7. Are you supportive of efforts to promote infill development in the City of Bellingham? If so, what measures would you propose to accomplish this?

Yes, I am supportive of infilling Bellingham. If we wish to save as much of our environment, then we need to encourage people to live closer together.

I would like a vote via the Internet by citizens to gauge support for this policy. I believe that a strong vote on this issue would provide a better foundation for government action.

I support careful thought towards creating communities with higher densities. The waterfront project would be a great place to start; An economically diverse community with affordable housing. Not a shopping area, but something that the current residents would like to live in. The key is asking the citizens what they would like to see in such a community, rather than being told by government or a developer what their community would look like. Developers and planners can build great buildings, but lousy communities. Encouraging higher density living is a consumer driven process, not a government dictated process.
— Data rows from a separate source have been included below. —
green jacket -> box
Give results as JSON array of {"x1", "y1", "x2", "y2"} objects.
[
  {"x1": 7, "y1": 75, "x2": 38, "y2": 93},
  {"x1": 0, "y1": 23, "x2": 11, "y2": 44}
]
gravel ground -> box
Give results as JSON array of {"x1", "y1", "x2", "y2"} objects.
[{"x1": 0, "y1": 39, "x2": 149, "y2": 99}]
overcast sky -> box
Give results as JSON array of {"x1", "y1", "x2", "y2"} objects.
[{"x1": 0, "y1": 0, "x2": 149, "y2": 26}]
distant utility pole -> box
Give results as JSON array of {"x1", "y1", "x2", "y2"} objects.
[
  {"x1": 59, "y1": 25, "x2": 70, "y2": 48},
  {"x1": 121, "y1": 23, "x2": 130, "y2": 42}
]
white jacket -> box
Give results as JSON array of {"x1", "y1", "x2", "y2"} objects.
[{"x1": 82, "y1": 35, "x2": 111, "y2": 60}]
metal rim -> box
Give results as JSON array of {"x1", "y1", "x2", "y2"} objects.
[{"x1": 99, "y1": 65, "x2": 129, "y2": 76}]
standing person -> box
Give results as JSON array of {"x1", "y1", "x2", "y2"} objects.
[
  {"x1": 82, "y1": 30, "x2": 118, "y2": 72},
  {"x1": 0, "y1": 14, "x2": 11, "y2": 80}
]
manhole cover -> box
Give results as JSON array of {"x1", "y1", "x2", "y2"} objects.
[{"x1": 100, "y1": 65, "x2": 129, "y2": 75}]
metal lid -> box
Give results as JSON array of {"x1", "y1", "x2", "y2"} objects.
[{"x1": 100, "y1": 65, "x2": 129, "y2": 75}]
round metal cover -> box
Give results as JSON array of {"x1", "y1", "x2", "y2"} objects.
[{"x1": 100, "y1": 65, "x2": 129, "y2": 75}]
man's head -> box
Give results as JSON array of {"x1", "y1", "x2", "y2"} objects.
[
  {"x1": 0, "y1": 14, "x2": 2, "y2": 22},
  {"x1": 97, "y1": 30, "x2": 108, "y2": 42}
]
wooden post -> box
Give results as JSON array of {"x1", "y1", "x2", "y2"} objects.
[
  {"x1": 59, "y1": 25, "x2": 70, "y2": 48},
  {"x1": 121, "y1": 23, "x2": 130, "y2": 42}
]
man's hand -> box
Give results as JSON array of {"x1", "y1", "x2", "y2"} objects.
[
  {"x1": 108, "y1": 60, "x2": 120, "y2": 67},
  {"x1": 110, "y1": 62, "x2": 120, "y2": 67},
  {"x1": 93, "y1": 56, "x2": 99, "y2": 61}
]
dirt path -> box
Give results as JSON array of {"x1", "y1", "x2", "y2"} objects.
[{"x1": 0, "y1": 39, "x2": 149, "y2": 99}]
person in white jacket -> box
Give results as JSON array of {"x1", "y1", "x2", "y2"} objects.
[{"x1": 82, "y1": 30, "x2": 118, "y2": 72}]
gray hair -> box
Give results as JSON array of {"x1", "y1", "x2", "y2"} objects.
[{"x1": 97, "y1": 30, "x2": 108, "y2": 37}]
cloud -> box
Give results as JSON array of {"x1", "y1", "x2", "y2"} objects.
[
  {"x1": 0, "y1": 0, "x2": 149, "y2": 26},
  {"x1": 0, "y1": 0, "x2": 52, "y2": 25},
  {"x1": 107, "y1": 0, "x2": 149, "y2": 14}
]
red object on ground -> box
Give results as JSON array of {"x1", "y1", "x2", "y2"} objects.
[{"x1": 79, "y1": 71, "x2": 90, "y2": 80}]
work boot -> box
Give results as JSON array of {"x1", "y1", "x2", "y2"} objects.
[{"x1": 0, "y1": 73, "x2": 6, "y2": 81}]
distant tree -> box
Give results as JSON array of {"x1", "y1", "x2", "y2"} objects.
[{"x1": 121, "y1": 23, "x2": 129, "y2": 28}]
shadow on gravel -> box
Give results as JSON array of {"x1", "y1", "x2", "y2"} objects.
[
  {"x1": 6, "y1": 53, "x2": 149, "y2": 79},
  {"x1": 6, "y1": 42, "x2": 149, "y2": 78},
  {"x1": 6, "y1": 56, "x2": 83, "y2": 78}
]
Look at the density of housing in WWU. WWU is a nice place to live, but it is not a shopping area. Eliminating major shopping area from the waterfront would save a ton of money on bridges, and revitalize downtown Bellingham.

 

8. What do you believe is the primary pollution issue in Lake Whatcom, and how do you propose to address it?

People are the root cause of the pollution in Lake Whatcom. The continued worsening of the pollution over a decade now is a failure of government. Clean drinking water has to be one of the most important functions of government.

Having said this though, I think that it is important to spread the responsibility for cleaning this up fairly. Anybody causing pollutions will need to participate. The finger pointing has to stop. All the folks that live in the watershed must participate.

I would use the power of government to encourage cleaning up this lake. I would do this by encouraging the sources of pollution to cooperate and come up with their own plans. The parties who do not cooperate and come up with solid plans to clean up their pollution, will deal with more severe government action than those who cooperate in good faith.

All decisions and progress must be based on good science rather than bad politics. Development may have to be halted as a last resort, if we cannot reverse this decline. A moratorium for a short time may be appropriate so that those that wish to develop have an incentive to participate in this cleanup effort.

 

9. Should all businesses in Bellingham be treated equally by the City, regardless of whether or not they are locally owned? Why or why not?

I don’t believe in treating out of town business unfairly by discriminating against them. This is probably against the law and would simply result in a bunch of expensive lawsuits.

Having said this though I am in favor of encouraging small business development. I am confident that Bellingham has many small business people who can compete, against any competition. Look at what Hardware Sales and Village books have done; Simply great local businesses.

 

10. If elected, what do you propose to do to interact on a regular basis with the Bellingham business community?

Regular town hall style meetings are one of the ways that I would make myself available to the business community. I have been disappointed in our government leaders willingness to answer tough questions. They don’t want to answer tough questions. They seem afraid to tell us what they think. I will tell you what I think, but I do reserve the right to change my mind after I have listened to all the other ideas or solutions proposed.